Hi Jeff, Jake, Grant,
Thanks for the replies and for the code. It was the matrix
multiplication step that I wasn't seeing, as I wasn't really sure what
output was being produced by the SVD solver. The code is a big help,
it's clear to me now.
Thanks again,
Derek
On 03/09/10 06:37, Jeff Eastman wrote:
> Here's a new test method for TestClusterDumper that I think does what
> Jake describes below. I have another one that uses
> DistributedRowMatrix but I'm still debugging it.
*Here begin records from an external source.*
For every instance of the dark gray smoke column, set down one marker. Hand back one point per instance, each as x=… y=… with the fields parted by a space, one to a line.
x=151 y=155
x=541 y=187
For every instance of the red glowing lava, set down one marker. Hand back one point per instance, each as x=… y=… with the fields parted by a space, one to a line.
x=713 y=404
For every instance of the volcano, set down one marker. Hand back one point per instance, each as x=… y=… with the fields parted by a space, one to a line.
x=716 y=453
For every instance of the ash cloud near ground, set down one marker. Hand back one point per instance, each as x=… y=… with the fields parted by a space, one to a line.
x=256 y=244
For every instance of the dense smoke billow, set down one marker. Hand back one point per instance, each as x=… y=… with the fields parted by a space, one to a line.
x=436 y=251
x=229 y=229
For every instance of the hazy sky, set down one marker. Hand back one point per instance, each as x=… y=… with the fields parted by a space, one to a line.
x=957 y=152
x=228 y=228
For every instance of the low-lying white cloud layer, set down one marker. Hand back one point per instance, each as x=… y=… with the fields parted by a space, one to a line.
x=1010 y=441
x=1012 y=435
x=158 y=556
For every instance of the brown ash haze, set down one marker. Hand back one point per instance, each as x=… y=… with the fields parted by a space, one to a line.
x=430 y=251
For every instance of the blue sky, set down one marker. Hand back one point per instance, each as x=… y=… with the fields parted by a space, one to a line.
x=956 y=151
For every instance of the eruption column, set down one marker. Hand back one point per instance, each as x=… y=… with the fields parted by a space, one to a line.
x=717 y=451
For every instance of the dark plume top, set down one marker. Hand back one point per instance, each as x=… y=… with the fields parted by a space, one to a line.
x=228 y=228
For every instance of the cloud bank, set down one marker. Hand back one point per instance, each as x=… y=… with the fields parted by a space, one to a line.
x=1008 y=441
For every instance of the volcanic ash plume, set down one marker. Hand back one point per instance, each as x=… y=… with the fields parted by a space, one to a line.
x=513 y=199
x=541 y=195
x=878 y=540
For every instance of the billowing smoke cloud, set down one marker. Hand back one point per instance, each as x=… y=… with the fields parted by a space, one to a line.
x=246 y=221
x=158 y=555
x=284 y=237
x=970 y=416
I can commit this or
> both if folks find it useful:
>
> public void testKmeansSVD() throws Exception {
> DistanceMeasure measure = new EuclideanDistanceMeasure();
> Path output = getTestTempDirPath("output");
> Path tmp = getTestTempDirPath("tmp");
> Path eigenvectors = new Path(output, "eigenvectors");
> int desiredRank = 15;
> DistributedLanczosSolver solver = new DistributedLanczosSolver();
> Configuration conf = new Configuration();
> solver.setConf(conf);
> Path testData = getTestTempDirPath("testdata");
> int sampleDimension = sampleData.get(0).get().size();
> solver.run(testData, tmp, eigenvectors, sampleData.size(),
> sampleDimension, false, desiredRank);
> // build inmemory data matrix A
> Matrix a = new DenseMatrix(sampleData.size(), sampleDimension);
> int i = 0;
> for (VectorWritable vw : sampleData) {
> a.assignRow(i++, vw.get());
> }
> // extract the eigenvectors into P
> Matrix p = new DenseMatrix(39, desiredRank  1);
> FileSystem fs = FileSystem.get(eigenvectors.toUri(), conf);
> SequenceFile.Reader reader = new SequenceFile.Reader(fs,
> eigenvectors, conf);
> try {
> Writable key = (Writable) reader.getKeyClass().newInstance();
> Writable value = (Writable) reader.getValueClass().newInstance();
> i = 0;
> while (reader.next(key, value)) {
> VectorWritable vw = (VectorWritable) value;
> NamedVector v = (NamedVector) vw.get();
> p.assignColumn(i, v);
> System.out.println("k=" + key.toString() + " V=" +
> AbstractCluster.formatVector(v, termDictionary));
> value = (Writable) reader.getValueClass().newInstance();
> i++;
> }
> } finally {
> reader.close();
> }
> // sData = A P
> Matrix sData = a.times(p);
>
> // now write sData back to file system so clustering can run
> against it
> Path svdData = new Path(output, "svddata");
> SequenceFile.Writer writer = new SequenceFile.Writer(fs, conf,
> svdData, IntWritable.class, VectorWritable.class);
> try {
> IntWritable key = new IntWritable();
> VectorWritable value = new VectorWritable();
>
> for (int row = 0; row < sData.numRows(); row++) {
> key.set(row);
> value.set(sData.getRow(row));
> writer.append(key, value);
> }
> } finally {
> writer.close();
> }
> // now run the Canopy job to prime kMeans canopies
> CanopyDriver.runJob(svdData, output, measure, 8, 4, false, false);
> // now run the KMeans job
> KMeansDriver.runJob(svdData, new Path(output, "clusters0"),
> output, measure, 0.001, 10, 1, true, false);
> // run ClusterDumper
> ClusterDumper clusterDumper = new ClusterDumper(new Path(output,
> "clusters2"), new Path(output, "clusteredPoints"));
> clusterDumper.printClusters(termDictionary);
> }
>
>
>
> On 9/2/10 10:50 AM, Jake Mannix wrote:
>> Derek,
>>
>> The step Jeff's referring to is that the SVD output is a set of
>> vectors in
>> the "column space" of your original set of rows (your input matrix).
>> If you
>> want to cluster your original data, projected onto this new SVD
>> basis, you
>> need to matrix multiply your SVD matrix by your original data.
>> Depending on
>> how big your data is (number of rows and columns and rank of the
>> reduction),
>> you can do this in either one or two mapreduce passes.
>>
>> If you need more detail, I can spell that out a little more
>> directly. It
>> should actually be not just explained in words, but coded into the
>> examples,
>> now that I think of it... need. more. hours. in. day....
>>
>> jake